Папа заявляет, что если я хочу, то могу съесть хоть полсотни. Вероятно, он забыл, что мне нельзя сахар и молочные продукты. — У меня для тебя сюрприз. — Папа роется в кармане пиджака и выуживает оттуда магнит на холодильник. Сердечко, крашеной в красный цвет и кое-как покрытое лаком. — Его сделал Кэл. Он передает тебе привет. — А мама? — Заглядывала пару раз. Но ты была очень слаба, и посетителей почти не пускали. — Значит, Адам не приходил? — Еще нет.

Я дочиста вылизываю палочку мороженого. Дерево царапает язык… — Принести еще? — спрашивает папа. — Нет. А теперь иди.

Папа приходит в замешательство: — Куда? — Я хочу, чтобы ты встретил Кэла из школы, отвел его в парк и поиграл с ним в футбол. Купил ему чипсов. Потом вернешься и расскажешь, как вы погуляли.

Папа смущенно смеется: — Я вижу, ты проснулась не в духе! — Позвони Адаму. Пусть придет днем. — Какие еще пожелания? — Передай маме, я хочу, чтобы она сделала мне подарок- купила дорогой сок, кучу журналов и косметики. Если ей на меня наплевать, то пусть хоть накупит мне всего.

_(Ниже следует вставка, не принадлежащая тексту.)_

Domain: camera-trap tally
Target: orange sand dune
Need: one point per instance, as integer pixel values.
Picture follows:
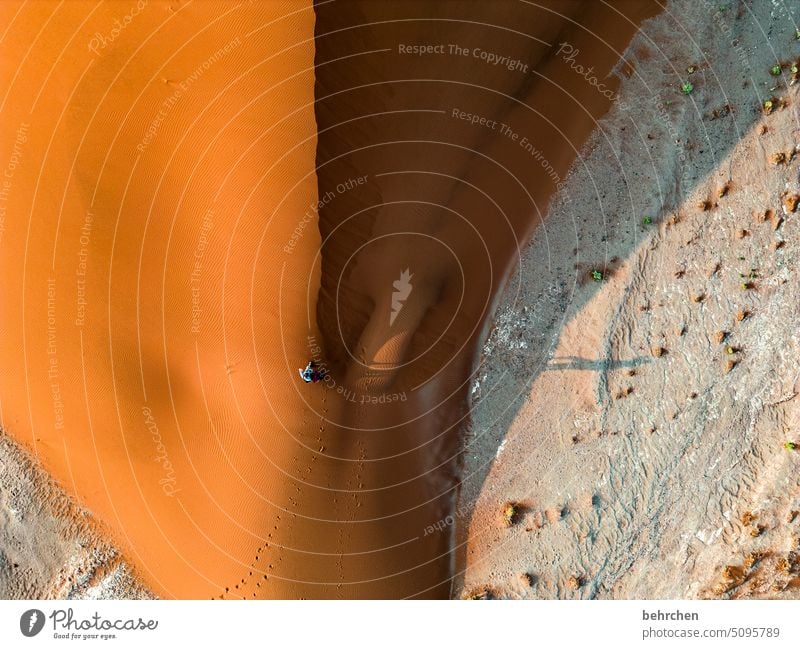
(158, 157)
(161, 263)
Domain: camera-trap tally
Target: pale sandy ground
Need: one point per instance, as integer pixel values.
(639, 496)
(49, 547)
(637, 476)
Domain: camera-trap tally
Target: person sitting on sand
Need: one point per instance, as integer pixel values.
(311, 374)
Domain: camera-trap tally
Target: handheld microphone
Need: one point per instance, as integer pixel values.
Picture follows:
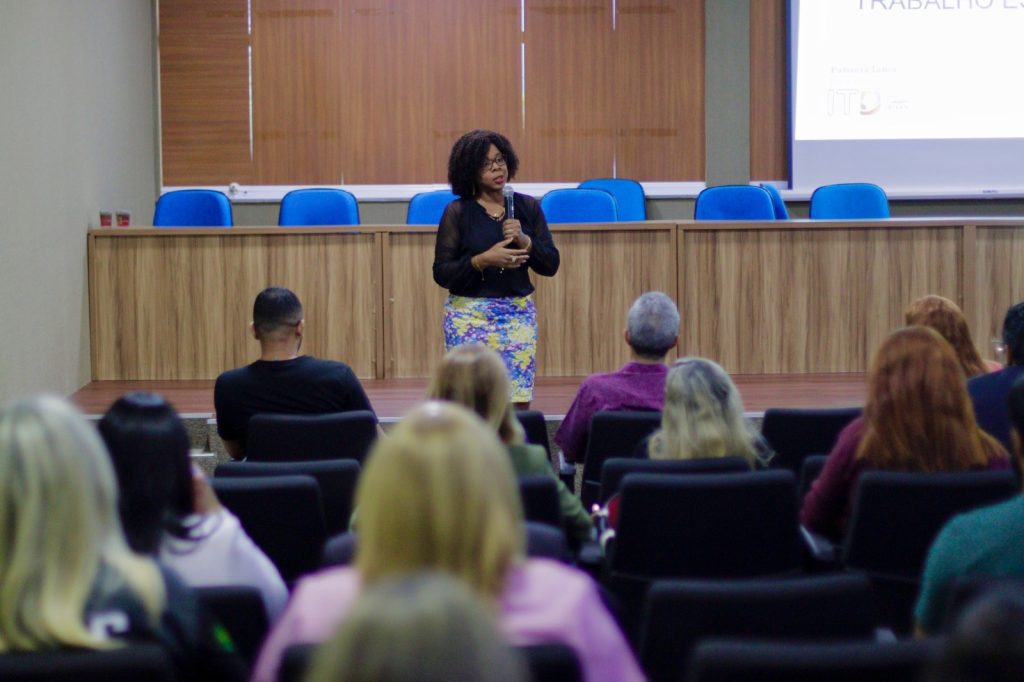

Папа бодро берет листок бумаги и записывает название тонального крема и губной помады, которые я попросила. Он спрашивает, не хочу ли я чего-нибудь еще, и я заказываю булочки с черникой, шоколадное молоко и шесть шоколадных яиц. В конце концов, Пасха не за горами.

Папа трижды целует меня в лоб и обещает скоро вернуться.

Когда он уходит, на подоконник садится птичка. Она ничем не примечательна — не гриф, не феникс, а самый обычный скворец. Заходит медсестра, поправляет простыни, наливает воду в кувшин. Я показываю ей птичку и в шутку говорю, что это дозорный смерти. Она цыкает на меня и советует не искушать судьбу.

Но птица настораживается и смотрит прямо на меня. — Еще не пора, — говорю я ей.

Приходит доктор. — Что ж, — начинает он, — в конце концов мы подобрали правильный антибиотик. — В итоге, а не в конце. — Жаркие выдались деньки. — Неужели? — Я имею в виду, для вас. Такая сильная инфекция, как правило, вызывает бред.

Пока врач выслушивает мне стетоскопом, я читаю на значке его имя. Доктор Джеймс Уилсон. Он примерно одних лет с моим отцом. Брюнет; волосы на макушке редеют. Худее папы. Выглядит устало. Врач осматривает мои руки, ноги и спину — нет ли подкожного кровотечения? Потом садится на стул у кровати и делает пометки в истории болезни.

Доктора ожидают от пациентов вежливости и благодарности. Это упрощает им работу. Но сегодня у меня нет желания соблюдать приличия. — Сколько мне осталось?

Доктор удивленно поднимает глаза. — Давайте дождемся вашего отца и тогда все обсудим. — Зачем? — Чтобы мы вместе решили, как вас дальше лечить. — Но болею я, а не папа.